Saya, kamu, dia, mereka, masing-masing orang mempunyai prinsip hidup. Prinsip hidup inilah yang kemudian akan menjadi sepatu kita, untuk berjalan ke arah tujuan kita. Patut kita sadari, dalam perjalanan pasti kita akan menemukan berbagai macam gesekan sehingga kadang membuat sepatu kita menjadi lebih tipis. Seseorang bisa saja memberikan saran itu membeli sepatu baru, tapi itu sepatu kalian. Kalian mempunyai hak untuk tetap memakainya atau membuangnya ke tong sampah. ( Dan saya tahu, membuat pilihan itu sangat sulit. ) Saya kemudian menjadi takut. Bagaimana jika ketika menikah, sepatu saya bergesekan dengan sepatu suami saya? Bagaimana jika suami saya menghimbau untuk segera membeli sepatu yang baru? Inilah yang kemudian mengusik saya ketika mendengar kata pernikahan. Apakah kebebasan untuk mempertahankan sepatu hidup dalam bahtera pernikahan? Memori saya berputar kepada potongan-potongan film '5 Days of War'. Wanita bagaikan negara Georgia yang sedang mempertahankan kemerdekaannya yang diserang oleh Rusia.

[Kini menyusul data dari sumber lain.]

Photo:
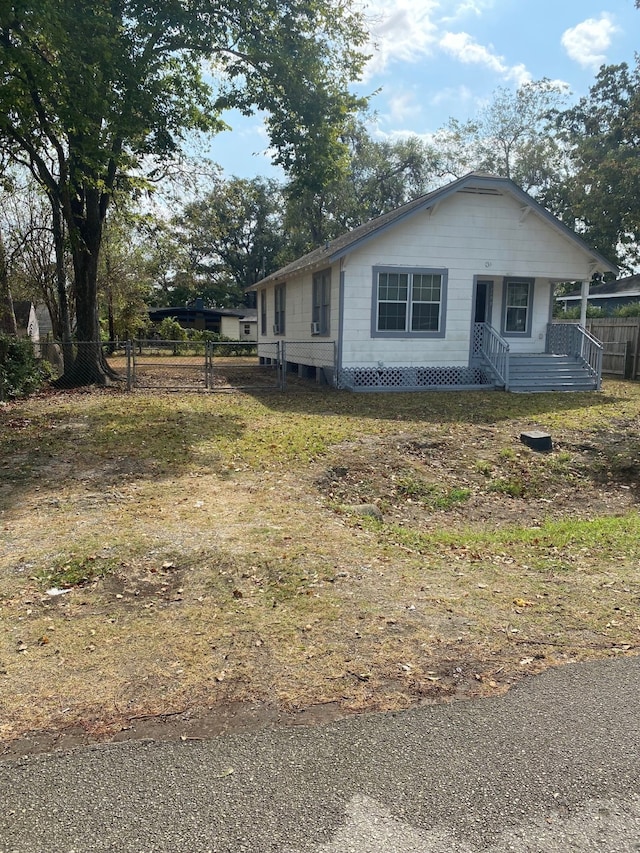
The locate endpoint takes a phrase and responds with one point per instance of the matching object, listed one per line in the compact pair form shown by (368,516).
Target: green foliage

Seperti Georgia, wanita yang memilih untuk menggunakan haknya untuk mempertahankan sepatunya pun harus siap terhadap segala macam gesekan. Diplomasi, merupakan jalan damai sebuah negara ketika sedang berkonflik. Oleh karenanya, apabila terjadi gesekan dalam kehidupan rumah tangga, kita bisa menyelesaikan dengan bicara. Ya, bicara. Seperti yang dipaparkan oleh jurnal yang saya katakan di atas, bahwa kurangnya komunikasi bisa menyebabkan terjadinya KDRT. Oleh karenanya kita harus pintar-pintar menjaga komunikasi. Kalau kita pintar, kita bisa menyelesaikannya dengan kepala dingin tanpa korban piring pecah, salah satu bentuk pengendalian emosi yang bisa mengurangi penyebab adanya kekerasan. Masalah apapun, pasti akan ada jalan keluarnya tanpa harus menggunakan kekerasan. Saya percaya, para wanita yang telah menikah pasti mempunyai laki-laki yang akan mengerti mengapa istrinya begitu ngotot mempertahankan sepatunya. Meski bukan sekarang, meski untuk beberapa tahun ke depan. Yah, patuh kepada suami boleh saja, tapi ingatlah, tidak ada manusia yang sempurna, suami pun perlu seseorang untuk mengingatkan dia ketika salah. Dan satu hal yang tak dapat dipungkiri adalah sepatu ini merupakan sebuah pengalaman yang tidak mungkin kita tinggalkan. Pengalaman berharga yang kemudian membentuk sebuah prinsip hidup. Wanita mana saja pasti tidak mau mengalami KDRT, tidak mau mengalami tekanan.
Cinta boleh saja buta, tapi kita harus punya mata.
2 komentar:
Takut "tidak bebas" itu manusiawi ya, apalagi realita yg kita takuti itu memang ada. Hidup ini sih tergantung bagaimana kita menjalaninya. Sebenarnya bukan pada saat sudah menikah saja "tidak bebas" itu muncul, di saat kapan pun juga bisa terjadi. Tapi, sekarang ini konteksnya kan menikah. Pasangan yang menyenangkan itu adalah pasangan yang mengerti dan menerima. Kalau dia sudah mengerti dan menerima, apa pun yang terjadi dia pasti tidak akan komplen selama itu tidak melanggar norma. Pasangan juga butuh cek dan ricek lagi. sebelum dan sesudah menikah memang beda. semua tergantung dari cara berpikir. terkadang benar bagi kita, belum tentu benar bagi logika.
benar. semua akhirnya kembali kepada cara berfikir masing-masing orang. pasangan kita pun tidak selamanya memiliki cara pandang yang sama dengan kita. oleh karena itu, tidak dapat dipungkiri bahwa kedewasaan merupakan 'syarat' tidak tertulis yg patut dipertimbangkan sebelum kita menikah. tentunya, maturity is not depend on age.